While vegetarian diets are not for everyone, some research suggests that eliminating all or most meat from one’s diet may be good for health. A number of studies have found that people who eat vegetarian diets have lower rates of chronic disease and often live longer than those on predominantly meat-based diets (Fraser 2009, Jacobs 2009). The American Dietetic Association, the world’s largest organization of nutrition experts, maintains that vegetarians have less obesity and lower rates of chronic medical conditions such as heart disease, diabetes and hypertension (Craig 2009).
Most Americans aren’t going to give up meat entirely, of course, but it is not difficult to cut down a bit. Some research has shown that a diet abundant in plant foods partnered with servings of lean meats and seafood confers many of the health benefits of a purely vegetarian diet (Jacobs 2009).
Red and Processed Meats Linked to Chronic Disease
Red meat (beef, pork and lamb) and processed meats (such as bacon, sausage, salami, hot dogs, lunch meats) are some of the most popular types of meat. According to the United Nations’ Food and Agriculture Organization and the National Cancer Institute, more than half of the meat Americans eat is red meat and nearly a quarter of it is processed (FAO 2009, Daniel 2010). Abundant scientific research now links consumption of these kinds of meats with a wide array of chronic diseases and serious health problems.
Figure 7. US Meat Consumption, 2009
Source: FAO 2009
High consumption of red meat is also linked to increased mortality. A 2009 National Cancer Institute (NCI) study of 500,000 Americans found that people who ate the most red meat were 20 percent more likely to die of cancer and at least 27 percent more likely to die of heart disease than those who ate the least. In women who consumed the most meat, the risk of dying from cardiovascular disease was 50 percent higher (Sinha 2009).
The study authors concluded that “11 percent of deaths in men and 16 percent of deaths in women could be prevented if people decreased their red meat consumption to the level of intake” of the group who ate the least. (Sinha 2009).

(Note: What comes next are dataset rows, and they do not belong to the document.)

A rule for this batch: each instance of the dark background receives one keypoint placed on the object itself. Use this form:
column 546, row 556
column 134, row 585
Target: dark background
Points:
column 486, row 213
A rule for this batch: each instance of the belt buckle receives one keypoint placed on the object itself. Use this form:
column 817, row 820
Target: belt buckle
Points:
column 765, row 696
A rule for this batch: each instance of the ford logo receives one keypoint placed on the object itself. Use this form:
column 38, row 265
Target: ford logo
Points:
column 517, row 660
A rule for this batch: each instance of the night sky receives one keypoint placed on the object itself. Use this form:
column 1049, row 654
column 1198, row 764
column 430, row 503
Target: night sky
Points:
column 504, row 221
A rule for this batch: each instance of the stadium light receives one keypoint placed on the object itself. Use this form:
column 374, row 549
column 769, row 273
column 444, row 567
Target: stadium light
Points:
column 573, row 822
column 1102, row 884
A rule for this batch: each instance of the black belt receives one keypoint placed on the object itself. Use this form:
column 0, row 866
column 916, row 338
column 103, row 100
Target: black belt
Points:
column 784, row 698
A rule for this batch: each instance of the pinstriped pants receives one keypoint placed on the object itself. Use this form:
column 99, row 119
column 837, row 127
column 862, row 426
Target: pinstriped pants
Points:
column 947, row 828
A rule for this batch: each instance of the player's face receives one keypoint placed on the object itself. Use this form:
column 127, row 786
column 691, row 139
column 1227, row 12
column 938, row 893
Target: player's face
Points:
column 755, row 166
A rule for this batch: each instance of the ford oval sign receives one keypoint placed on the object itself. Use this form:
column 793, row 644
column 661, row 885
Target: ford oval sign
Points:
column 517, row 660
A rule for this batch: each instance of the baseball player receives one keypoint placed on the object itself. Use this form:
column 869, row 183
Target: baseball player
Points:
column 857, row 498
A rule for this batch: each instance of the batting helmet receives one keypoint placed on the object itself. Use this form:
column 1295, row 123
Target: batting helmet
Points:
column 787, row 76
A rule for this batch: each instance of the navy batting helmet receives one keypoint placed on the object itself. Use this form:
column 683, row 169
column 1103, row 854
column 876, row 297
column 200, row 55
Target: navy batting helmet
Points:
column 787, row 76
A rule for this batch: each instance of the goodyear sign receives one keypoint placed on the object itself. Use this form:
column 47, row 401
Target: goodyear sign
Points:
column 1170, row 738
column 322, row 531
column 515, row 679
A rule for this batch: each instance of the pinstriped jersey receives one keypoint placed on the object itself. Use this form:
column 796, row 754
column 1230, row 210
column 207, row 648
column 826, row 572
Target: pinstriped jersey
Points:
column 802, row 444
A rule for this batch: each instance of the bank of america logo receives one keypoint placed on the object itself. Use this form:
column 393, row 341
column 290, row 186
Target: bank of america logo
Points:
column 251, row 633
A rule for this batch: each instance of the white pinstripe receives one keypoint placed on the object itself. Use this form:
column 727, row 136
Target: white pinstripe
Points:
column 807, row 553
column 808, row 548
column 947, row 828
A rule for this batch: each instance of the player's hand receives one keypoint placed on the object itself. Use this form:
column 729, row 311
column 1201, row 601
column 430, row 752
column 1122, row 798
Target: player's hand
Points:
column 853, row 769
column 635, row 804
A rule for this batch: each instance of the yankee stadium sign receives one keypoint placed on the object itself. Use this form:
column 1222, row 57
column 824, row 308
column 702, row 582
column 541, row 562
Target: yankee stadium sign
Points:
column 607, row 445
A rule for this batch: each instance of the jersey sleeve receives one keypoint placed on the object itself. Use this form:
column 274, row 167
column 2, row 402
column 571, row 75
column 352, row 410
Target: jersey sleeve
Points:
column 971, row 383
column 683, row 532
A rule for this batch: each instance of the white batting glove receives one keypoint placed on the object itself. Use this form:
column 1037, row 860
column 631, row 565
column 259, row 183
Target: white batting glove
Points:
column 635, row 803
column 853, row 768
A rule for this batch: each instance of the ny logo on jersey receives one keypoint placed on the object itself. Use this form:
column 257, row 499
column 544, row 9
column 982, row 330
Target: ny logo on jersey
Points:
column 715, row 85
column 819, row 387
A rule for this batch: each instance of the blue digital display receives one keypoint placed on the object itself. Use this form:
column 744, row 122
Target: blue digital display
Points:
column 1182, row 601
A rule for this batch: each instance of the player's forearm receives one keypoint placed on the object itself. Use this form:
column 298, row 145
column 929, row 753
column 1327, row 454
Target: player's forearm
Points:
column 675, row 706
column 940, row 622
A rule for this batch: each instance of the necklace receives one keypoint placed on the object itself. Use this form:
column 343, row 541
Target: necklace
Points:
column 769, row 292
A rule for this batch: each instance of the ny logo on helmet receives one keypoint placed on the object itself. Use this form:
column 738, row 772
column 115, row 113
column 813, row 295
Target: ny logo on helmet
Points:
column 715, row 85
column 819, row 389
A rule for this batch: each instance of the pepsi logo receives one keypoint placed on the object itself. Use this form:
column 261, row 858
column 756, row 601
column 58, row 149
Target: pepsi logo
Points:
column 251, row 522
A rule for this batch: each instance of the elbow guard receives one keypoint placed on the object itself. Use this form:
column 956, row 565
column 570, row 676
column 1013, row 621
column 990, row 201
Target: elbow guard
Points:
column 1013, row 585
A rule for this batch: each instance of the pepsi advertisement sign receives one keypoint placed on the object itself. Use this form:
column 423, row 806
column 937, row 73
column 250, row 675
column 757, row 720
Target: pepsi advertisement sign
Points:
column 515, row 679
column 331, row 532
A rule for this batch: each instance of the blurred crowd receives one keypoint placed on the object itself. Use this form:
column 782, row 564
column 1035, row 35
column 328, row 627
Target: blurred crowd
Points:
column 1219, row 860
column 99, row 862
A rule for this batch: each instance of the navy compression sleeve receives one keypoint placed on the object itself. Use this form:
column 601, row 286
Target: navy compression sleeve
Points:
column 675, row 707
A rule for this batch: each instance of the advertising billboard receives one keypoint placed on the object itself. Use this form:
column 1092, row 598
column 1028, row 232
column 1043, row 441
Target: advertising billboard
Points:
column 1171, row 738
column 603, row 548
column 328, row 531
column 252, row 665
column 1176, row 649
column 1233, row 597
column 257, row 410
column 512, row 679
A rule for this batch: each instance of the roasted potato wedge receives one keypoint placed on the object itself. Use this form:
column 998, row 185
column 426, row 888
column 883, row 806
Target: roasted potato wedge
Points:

Similarly, a 10-year study by the Karolinska Institutet in Sweden found that women who consumed more than 3.6 ounces of red or processed meat a day were 42 percent more likely to suffer a stroke than those who ate less than one ounce (Larsson 2011).
Scientists at the University of Hawaii found that the risk of type-2 diabetes was 43 percent higher among men and 30 percent higher among women who consumed the most red meat, compared to those who ate the least. Men who ate the most processed meat had a 57 percent higher risk of developing type-2 diabetes, and women had a 45 percent higher risk, compared with those who ate the least (Steinbrecher 2010).
A separate seven-year study of almost 200,000 people conducted by the University of Hawaii found that those who ate the most processed meats had a 67 percent higher risk of pancreatic cancer than those who ate little or no processed meat (Nöthlings 2005). In a review of more than 7,000 clinical studies of the links between diet and cancer, the World Cancer Research Foundation (WCRF) found “convincing evidence” that red meats and processed meats are a cause of colorectal cancer (WCRF 2007).
This research is just the tip of the iceberg. In 2009 and 2010 alone, the National Cancer Institute published studies linking red and/or processed meat to esophageal, bladder, breast and lung cancer (Ferrucci 2009, 2010, Lam 2009, Cross 2010). The evidence linking red and processed meat to colon and prostate cancer is so strong that the American Cancer Society advises people to limit consumption of these meats.